I couldn't get you a salvage bid, not enough data for the people my company uses, I can call tomorrow and get you one if you would like. Expect your LC to have a much higher salvage bid vs. the Exploder or other SUV's. I had a 2010 Pruis just last week that totaled becuase of a $8,500 salvage bid, even with 13k in damages.
Hope some of that rambling helps! And I hope they fix your Cruiser and get you back on the road! Let me know if you have an specific questions and I'll help any way I can.
 
So a high salvage bid will cause them to total it? That is slick for the insurance company. A truck with a pre accident value of $10,000 needing $5000 worth of repairs and a $5000 salvage value would get totaled and a $10,000 truck needing the same repairs but only having a $1000 salvage value might now get totaled.
 
So a high salvage bid will cause them to total it? That is slick for the insurance company. A truck with a pre accident value of $10,000 needing $5000 worth of repairs and a $5000 salvage value would get totaled and a $10,000 truck needing the same repairs but only having a $1000 salvage value might now get totaled.

It's not "slick"...it's just math. That is no different than you paying a premium ($10k) for a 12 year old SUV that gets 15mpg. If it's worth a premium in good condition, it will be worth more wrecked. Very similar to situations where a person has a $50k vehicle get in a bad wreck and not total b/c it's worth so much.

But your math is right. If those were the figures, then yes, in Arkansas it would be totaled, unless you get an adjuster than doesn't realize there will be a higher than normal salvage value and goes strickly by the value.

I hope they fix it for you, but worst case, as mentioned before, you can keep the vehicle, let the deduct the salvage amount, and fix it yourself. One thing to be sure to do, is make sure you have a shop lined up and you know upfront roughly how much it will cost for them to fix your LC. Sure don't want to keep the car, have $5000 to spend, and then end up with a $6,500 repair.
 
I called and got you a salvage bid this morning.

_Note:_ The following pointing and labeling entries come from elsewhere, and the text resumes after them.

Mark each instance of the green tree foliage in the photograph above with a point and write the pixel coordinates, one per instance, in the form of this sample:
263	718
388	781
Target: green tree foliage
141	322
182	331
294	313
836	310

This will vary, but this is straight from the vendor we use.
High : $6,424
Low : $4,800
That is based on $5500 is damagaes and $11,000 value.
 
I rolled the prettiest 2 door smoke gray metallic tahoe in Arkansas 3 times and state farm offered me $7,100 and I told them to forget it that i would never sign it. The assured me that was their highest offer. 3 weeks went by and they went up 10% and i settled with their "total loss" division.

Also remember that if you have it repaired use a "preferred body shop" and a "preferred mechanical shop" as they will warranty the repair work. And there is a difference in the (2) types of shops. Body shops only do body work and dont do front end work, frame work, etc.

You've gotten some dang good info here on this thread.
 
I rolled the prettiest 2 door smoke gray metallic tahoe in Arkansas 3 times and state farm offered me $7,100 and I told them to forget it that i would never sign it. The assured me that was their highest offer. 3 weeks went by and they went up 10% and i settled with their "total loss" division.

Also remember that if you have it repaired use a "preferred body shop" and a "preferred mechanical shop" as they will warranty the repair work. And there is a difference in the (2) types of shops. Body shops only do body work and dont do front end work, frame work, etc.

You've gotten some dang good info here on this thread.

I had a similar deal with a Honda S2000 that was stolen. State Farm came back at $17,100 and assured me that was the highest they would go. At the time, the market value on the car was +$22k, so I said absolutely not. I had another car to drive as I just bought my X5 as a daily driver, so I was in no rush to get my money from them. After 3 months of back and forth letters, emails, and calls they came up to $22.9k. It wasn't easy, but it obviously was worth it.

As an aside, I'm impressed with how much these 100s are worth even at salvage yards!